Книга: Майор «Вихрь». Семнадцать мгновений весны. Приказано выжить
Назад: 30. ТРАГИЧЕСКОЕ И ПРЕКРАСНОЕ, УМЕНИЕ ПОНЯТЬ ПРАВДУ
Дальше: 32. ВОТ КАК УМЕЕТ РАБОТАТЬ ГЕСТАПО! — IV

31. УДАР КРАСНОЙ АРМИИ. ПОСЛЕДСТВИЯ — I

Понятие «хруст», приложимое, как правило, к явлениям физическим, в равной мере может быть спроецировано на то, что случилось 16 апреля сорок пятого года, после того как войска Жукова, включив тысячи прожекторов, обрушили на позиции немецких войск, укрепившихся на Одерском редуте, ураган снарядов, мин и бомб.
Хрустела не только оборона; хрустел рейх; то, что еще за мгновение перед началом удара являло собой структуру, волю массы противной стороны, сейчас медленно, разрываемое тающими, стремительными трещинами, неумолимо и грохочуще оседало, поднимая при этом смерч душной пыли и гари.
…В Цоссене, в штаб-квартире Кребса, сменившего Гудериана, телефоны звонили беспрерывно (связь работала по-немецки отменно); известия с Одера приходили через каждые пятнадцать минут.
Кребс, стоявший в кабинете возле карты, спиною к собравшимся, не мог не слышать, как глухо, но не испуганно уже, не шепотом, а открыто, громко, понимая надвигающийся ужас, кто-то из офицеров говорил его адъютанту Герхарду Болдту:
— Неужели американцы не успеют?! Ведь они на Эльбе, фронт открыт, их танки в Цербсте, неужели они не захотят войти в Берлин первыми?
Кребс обернулся, посмотрел куда-то поверх голов своих штабных и обратился к адъютанту:
— Пожалуйста, соедините меня с рейхсканцелярией: я должен понять, куда все-таки переводят главный штаб.
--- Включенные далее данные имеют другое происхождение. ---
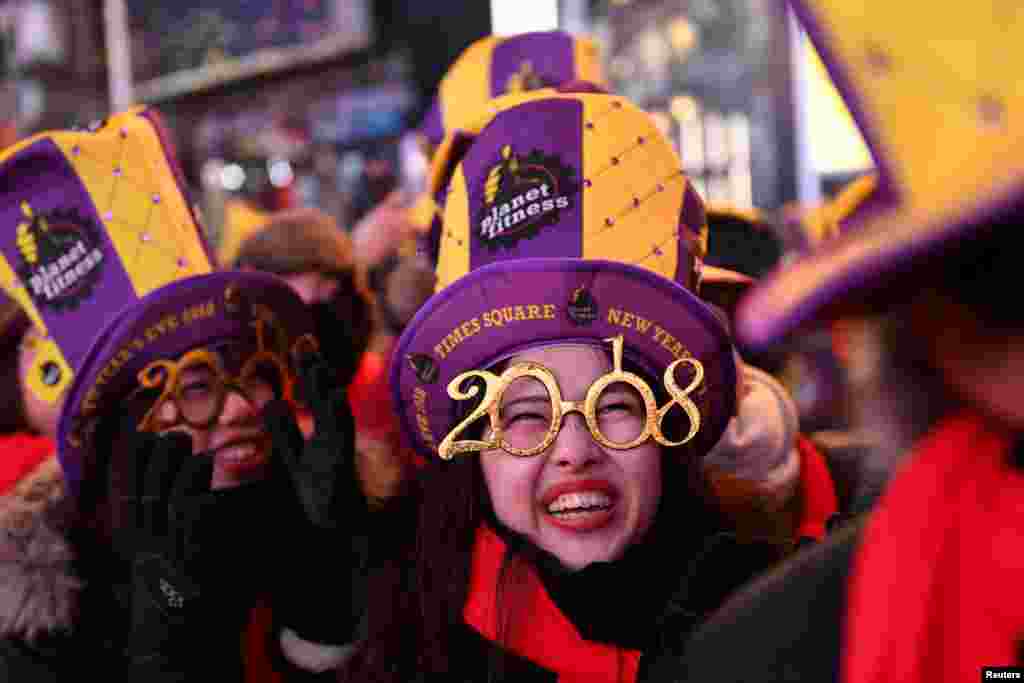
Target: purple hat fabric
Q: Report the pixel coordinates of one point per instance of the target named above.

Мое предложение остается прежним — Берхтесгаден… И не сочтите за труд принести мне стакан вермута…
Адъютант связался с бункером; генерал Бургдорф на вопрос об эвакуации сытно и снисходительно рассмеялся, пояснив при этом:
— Эвакуация на Берхтесгаден уже практически закончена, вопрос только за тем, когда выедет сам… Передайте Кребсу, что он приглашен в рейхсканцелярию 20 апреля на празднование дня рождения фюрера…
…Вечером 19 апреля Борман остался в кабинете Гитлера после того, как все приглашенные на ежедневную военную конференцию были отпущены. Остаться один на один с фюрером было теперь не просто, несмотря на то что в бункере под рейхсканцелярией было построено ни мало ни много шестьдесят комнат. Раньше, в январе еще, здесь было пусто, лишь стояли посты охраны; Гитлер постоянно находился в «Волчьем логове», в Восточной Пруссии; ныне, после его переселения сюда, вдоль по стенам лестниц, ведших в подземный лабиринт, толпились гвардейцы СС; во многих комнатах расположились молодые парни из «личного штандарта» Гитлера, все как на подбор — двухметровые блондины с голубыми глазами; часть комнат была завалена ящиками с вином, анчоусами, сосисками, ананасами, креветками, шампиньонами, шоколадом, икрой, лососиной, ветчиной; на проходивших мимо генералов молодые парни из охраны внимания более не обращали — спали, ели, пили, громко смеялись, рассказывая сальные анекдоты; тишина соблюдалась лишь возле личных апартаментов Гитлера.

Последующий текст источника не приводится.